US military planners had expected remnants of the Iraqi army and Baath party might mount a last stand in Tikrit, dominated by the clan of Saddam, who was born in the area.
The town, 175km north of Baghdad, is the last major Iraqi centre not yet controlled by US forces.
In a report from the northern part of Tikrit, al-Jazeera television correspondent Youssef al-Sharif interviewed armed men who said they represented leaders of the 15 main tribal family groups in the city.
They told him they were negotiating a ceasefire with US forces and that Iraqi troops and paramilitaries were long gone.
"We have 15 tribes here and the leaders of the tribes are negotiating with the Americans. We don't want to fight the Americans. The Iraqi military left the city five days ago," one unidentified man told Sharif.
Saddam's concentration of power among his closest family, and distrust of most people outside his Albu Nasir tribe, meant Tikritis formed the backbone of his most loyal military forces.

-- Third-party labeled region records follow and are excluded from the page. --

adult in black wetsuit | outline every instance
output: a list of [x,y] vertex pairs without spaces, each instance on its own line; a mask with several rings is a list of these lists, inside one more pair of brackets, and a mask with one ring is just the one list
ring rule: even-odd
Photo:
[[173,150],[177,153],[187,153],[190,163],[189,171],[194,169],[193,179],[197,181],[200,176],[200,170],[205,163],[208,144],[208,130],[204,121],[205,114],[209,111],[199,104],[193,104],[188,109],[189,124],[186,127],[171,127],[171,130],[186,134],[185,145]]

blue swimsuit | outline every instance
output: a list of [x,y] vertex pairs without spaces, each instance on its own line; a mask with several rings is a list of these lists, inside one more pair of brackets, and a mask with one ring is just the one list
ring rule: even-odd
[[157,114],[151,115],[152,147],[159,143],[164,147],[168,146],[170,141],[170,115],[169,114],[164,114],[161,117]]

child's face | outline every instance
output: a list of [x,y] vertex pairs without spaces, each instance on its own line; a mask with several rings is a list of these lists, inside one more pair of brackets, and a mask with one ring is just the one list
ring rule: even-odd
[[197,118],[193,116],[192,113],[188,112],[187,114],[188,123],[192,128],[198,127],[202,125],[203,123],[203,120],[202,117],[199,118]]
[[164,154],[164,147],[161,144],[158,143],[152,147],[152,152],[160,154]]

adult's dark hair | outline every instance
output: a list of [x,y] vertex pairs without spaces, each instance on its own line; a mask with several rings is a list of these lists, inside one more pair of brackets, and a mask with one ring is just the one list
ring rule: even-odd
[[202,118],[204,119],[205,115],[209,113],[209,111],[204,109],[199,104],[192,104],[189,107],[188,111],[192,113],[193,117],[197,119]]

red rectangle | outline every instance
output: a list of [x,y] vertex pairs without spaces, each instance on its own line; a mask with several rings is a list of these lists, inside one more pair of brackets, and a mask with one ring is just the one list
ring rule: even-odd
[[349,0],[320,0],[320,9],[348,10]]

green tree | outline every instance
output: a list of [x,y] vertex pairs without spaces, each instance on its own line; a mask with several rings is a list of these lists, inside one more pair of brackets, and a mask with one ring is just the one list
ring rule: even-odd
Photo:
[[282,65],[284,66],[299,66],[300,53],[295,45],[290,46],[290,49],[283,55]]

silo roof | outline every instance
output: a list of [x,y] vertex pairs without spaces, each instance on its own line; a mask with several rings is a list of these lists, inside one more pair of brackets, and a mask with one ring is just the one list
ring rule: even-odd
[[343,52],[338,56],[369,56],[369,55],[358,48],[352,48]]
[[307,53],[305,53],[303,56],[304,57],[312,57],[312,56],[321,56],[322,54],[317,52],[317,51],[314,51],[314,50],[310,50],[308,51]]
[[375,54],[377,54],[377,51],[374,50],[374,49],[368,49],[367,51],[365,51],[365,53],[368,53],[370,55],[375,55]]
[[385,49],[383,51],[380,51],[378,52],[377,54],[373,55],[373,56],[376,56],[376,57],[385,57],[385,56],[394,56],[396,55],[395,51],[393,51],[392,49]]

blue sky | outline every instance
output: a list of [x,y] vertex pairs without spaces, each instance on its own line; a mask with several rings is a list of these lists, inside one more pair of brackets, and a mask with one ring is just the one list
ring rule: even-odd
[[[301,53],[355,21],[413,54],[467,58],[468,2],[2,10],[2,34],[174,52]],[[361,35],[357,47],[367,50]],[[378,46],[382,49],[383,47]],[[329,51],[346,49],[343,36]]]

Earlier on Sunday US Marines battled Iraqi forces, including tanks, on the southern outskirts of Tikrit, a journalist travelling with the US forces told CNN. Sporadic clashes continued, with long lulls, into the evening.
Matthew Fisher of Canada's National Post newspaper told the channel in a live telephone call from the area that US forces were pushing into the town on Sunday evening, backed by Cobra attack helicopters and aircraft.
"It's a very, very significant attack," he said. "They are right now moving into the urban area in force."
Fisher said US forces had swept north overnight.
"There is a very large amount of armour moving in. The US jumped forward 160 km overnight and surprised many of the Iraqi forces. At least that's the American interpretation," he said.
US forces believed as many as 2500 Iraqi Republican Guard and Saddam Fedayeen militia were in Tikrit and prepared to defend it, he said.
The armed Tikrit resident told Jazeera the militia had left the town and that the fighting in the south earlier in the day occurred "because the Americans opened fire first".
The tribal leaders said they had taken up arms to protect the town from possible attack by Iraqi Kurdish fighters who on Thursday swept into Kirkuk, 110km, to the northeast.
"We are carrying arms to defend our city from the Kurds. We do not want them in our city. We have no problems with the Americans. We want peace but we will not allow the Kurds to come in," one unidentified man told Sharif.
General Tommy Franks, commander of the US war on Iraq, said the "decisive military operations" phase of the war was moving towards the end but the fighting was not over yet.
"I wouldn't say it's over but I will say we have American forces in Tikrit right now," Franks told CNN in an interview monitored at war headquarters in Qatar.
Despite apparent progress in Tikrit, Franks said military action would not end until pockets of Iraqi resistance were under control.